It is possible that these influence effects seen across groups are because of a confirmatory search mechanism, as proposed by Chapman and Johnson [21], in that, after being exposed to a numerical anchor, participants focus on reasons why that number is consistent with the hypothetical patient’s pain, rather than on reasons why the anchor may be inconsistent with the patient’s pain intensity. In this way, the numerical anchor may have influenced their decision making. It is interesting, however, that participants in group 3 who spun a letter wheel indicated that they had been influenced by the anchor, despite the anchor being a letter value rather than a numeric one and, therefore, holding no possible relevant information for an NRS. This finding may be because of a demand effect [24,25], where participants may have inferred that they would not have been asked to spin a letter or had their attention subsequently drawn to it through the questions asked of them, if the letter was not relevant or informative in some way. Finally, as noted by Nisbett and Ross [26], these influence effects do not necessarily indicate that those who believed that they were influenced, actually were influenced. Rather, it may be that after being exposed to the anchor, the participants inferred that their judgment must have been influenced based on the response that they gave [20].

Limitations

This study has a number of limitations that are important to consider. Given that the study was completed online, it is possible that participants were not able to fully attend to the vignette, the wheel, or the subsequent questions. As a result, the anchoring effects and influence effects seen may be instead due to the fact that the participants had very recently been exposed to a number rather than the true anchoring effects, ie, if participants were not attending fully, they may have rated the participant’s pain according to the numerical anchor they were exposed to simply because of the availability of the anchor in their memory rather than because that is the pain intensity rating they believe the patient experiences or because of anchoring effects. These same participants might subsequently indicate that they had been influenced by the anchor, as their response was based on the number they had been exposed to. Previous studies have demonstrated that data collected through MTurk are as reliable as data collected in a laboratory setting, with the exception of attention paid to the study itself [27,28]. Typically, this limitation is overcome through the use of validity questions to ensure that the participant is attending the study [27]. This study did contain validity questions, such as asking the participants which number or letter they spun; however, it is possible that additional validity questions regarding the vignette would have helped to more effectively screen out inattention.

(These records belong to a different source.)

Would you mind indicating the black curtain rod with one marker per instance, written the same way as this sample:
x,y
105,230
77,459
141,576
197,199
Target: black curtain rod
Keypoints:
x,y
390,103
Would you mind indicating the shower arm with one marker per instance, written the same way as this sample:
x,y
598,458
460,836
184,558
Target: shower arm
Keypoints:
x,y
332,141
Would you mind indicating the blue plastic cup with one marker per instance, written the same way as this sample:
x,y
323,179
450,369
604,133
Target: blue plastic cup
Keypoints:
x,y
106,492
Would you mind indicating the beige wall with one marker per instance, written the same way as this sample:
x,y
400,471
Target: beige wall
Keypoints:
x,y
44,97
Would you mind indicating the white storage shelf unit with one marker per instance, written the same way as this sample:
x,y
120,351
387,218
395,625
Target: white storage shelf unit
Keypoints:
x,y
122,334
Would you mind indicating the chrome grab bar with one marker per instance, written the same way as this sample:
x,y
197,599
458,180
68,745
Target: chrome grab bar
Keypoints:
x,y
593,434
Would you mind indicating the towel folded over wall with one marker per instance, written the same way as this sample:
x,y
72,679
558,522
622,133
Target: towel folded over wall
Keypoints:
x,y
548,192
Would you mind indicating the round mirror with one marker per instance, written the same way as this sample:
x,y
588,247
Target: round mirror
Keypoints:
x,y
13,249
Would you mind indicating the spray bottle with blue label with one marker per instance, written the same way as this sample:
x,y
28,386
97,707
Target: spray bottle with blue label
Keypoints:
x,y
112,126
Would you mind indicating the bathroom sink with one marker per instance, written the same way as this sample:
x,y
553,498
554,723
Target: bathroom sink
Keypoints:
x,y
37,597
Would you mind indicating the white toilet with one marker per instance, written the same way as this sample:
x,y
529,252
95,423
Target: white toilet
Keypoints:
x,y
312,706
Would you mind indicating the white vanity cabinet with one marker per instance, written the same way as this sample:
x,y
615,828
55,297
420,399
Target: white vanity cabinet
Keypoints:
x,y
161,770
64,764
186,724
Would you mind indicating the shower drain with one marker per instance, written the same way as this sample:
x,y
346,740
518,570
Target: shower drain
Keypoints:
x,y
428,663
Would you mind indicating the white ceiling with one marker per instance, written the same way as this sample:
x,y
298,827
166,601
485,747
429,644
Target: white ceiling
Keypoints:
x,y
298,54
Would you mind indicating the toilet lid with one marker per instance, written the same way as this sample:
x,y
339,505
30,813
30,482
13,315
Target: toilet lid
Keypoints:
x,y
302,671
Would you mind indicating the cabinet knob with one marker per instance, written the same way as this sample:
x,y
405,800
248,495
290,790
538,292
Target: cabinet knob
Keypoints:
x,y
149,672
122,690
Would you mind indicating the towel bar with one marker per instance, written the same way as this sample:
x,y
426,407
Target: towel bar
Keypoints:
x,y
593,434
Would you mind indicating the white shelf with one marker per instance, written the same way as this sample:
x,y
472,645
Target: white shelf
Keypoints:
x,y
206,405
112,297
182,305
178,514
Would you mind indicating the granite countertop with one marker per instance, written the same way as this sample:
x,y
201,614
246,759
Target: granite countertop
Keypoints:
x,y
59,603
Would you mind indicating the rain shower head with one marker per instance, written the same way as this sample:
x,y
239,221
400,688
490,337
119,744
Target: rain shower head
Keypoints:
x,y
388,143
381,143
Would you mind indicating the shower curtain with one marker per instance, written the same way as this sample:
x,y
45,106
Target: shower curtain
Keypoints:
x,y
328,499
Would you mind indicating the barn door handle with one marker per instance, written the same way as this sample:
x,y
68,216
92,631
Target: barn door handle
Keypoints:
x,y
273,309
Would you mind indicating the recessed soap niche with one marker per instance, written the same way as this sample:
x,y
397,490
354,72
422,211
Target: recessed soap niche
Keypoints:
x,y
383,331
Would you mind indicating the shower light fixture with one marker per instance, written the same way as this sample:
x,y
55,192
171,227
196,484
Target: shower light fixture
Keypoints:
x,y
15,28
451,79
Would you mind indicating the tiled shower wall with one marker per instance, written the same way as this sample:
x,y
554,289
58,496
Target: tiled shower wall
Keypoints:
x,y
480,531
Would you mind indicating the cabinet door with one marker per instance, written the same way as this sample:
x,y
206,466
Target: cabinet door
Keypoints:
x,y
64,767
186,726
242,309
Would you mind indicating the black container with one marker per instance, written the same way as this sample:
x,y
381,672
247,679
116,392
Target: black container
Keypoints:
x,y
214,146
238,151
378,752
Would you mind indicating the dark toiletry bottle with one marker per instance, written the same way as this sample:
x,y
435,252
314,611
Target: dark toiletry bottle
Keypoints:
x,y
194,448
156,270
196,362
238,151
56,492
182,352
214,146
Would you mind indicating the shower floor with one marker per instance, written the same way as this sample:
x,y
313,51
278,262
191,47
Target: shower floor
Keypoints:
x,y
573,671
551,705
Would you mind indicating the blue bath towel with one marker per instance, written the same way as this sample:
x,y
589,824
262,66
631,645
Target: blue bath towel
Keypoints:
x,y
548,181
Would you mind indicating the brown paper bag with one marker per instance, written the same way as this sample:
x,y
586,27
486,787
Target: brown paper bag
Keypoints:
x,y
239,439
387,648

A second limitation is that this study has no pilot data on the vignette that was used to give a description of the hypothetical patient. As a result, it is unknown what the patient’s baseline pain intensity would be rated as. This information would help to ensure that the vignette itself was not a confounding variable. For instance, if the vignette was shown to depict a pain intensity that is higher without the presence of a numerical anchor, it is possible that the influence effect that was seen in the high-anchor group may have been because of participants inferring that they had been influenced, given the pain intensity rating that they had given.

Finally, this study is limited by the fact that it is one of the first anchoring studies to look at the effect of influence on anchoring effects. As such, the questions regarding influence had not been previously tested and may not have been valid or may have unwittingly created biased responses.

Strengths

Despite the abovementioned limitations, the study also has a number of strengths. First, with a relatively large sample size of participants who were recruited globally, it is likely that the data are not only reliable but also cross-culturally validated. Participants were diverse in their age, education, ethnicity, and pain history, which also helps to ensure that the data are valid and generalizable. Although participant characteristics are often unreported in studies that use crowdsourcing such as MTurk [29], these data allow this study’s findings to be more easily replicated and interpreted. To ensure that the results would be generalizable, MTurk was chosen as the primary recruitment method for this study, as previous studies have shown that the data collected through MTurk is as reliable as data gathered from undergraduate participants [30,31] or other laboratory-sourced participants [32].

Second, this study is strengthened by the presence of two control conditions. In this way, both the effect of spinning a wheel and the effect of having the wheel land on a number could be controlled. This helps to ensure that the anchoring effects seen are, in fact, because of anchoring effects, as opposed to being because of a confounding variable.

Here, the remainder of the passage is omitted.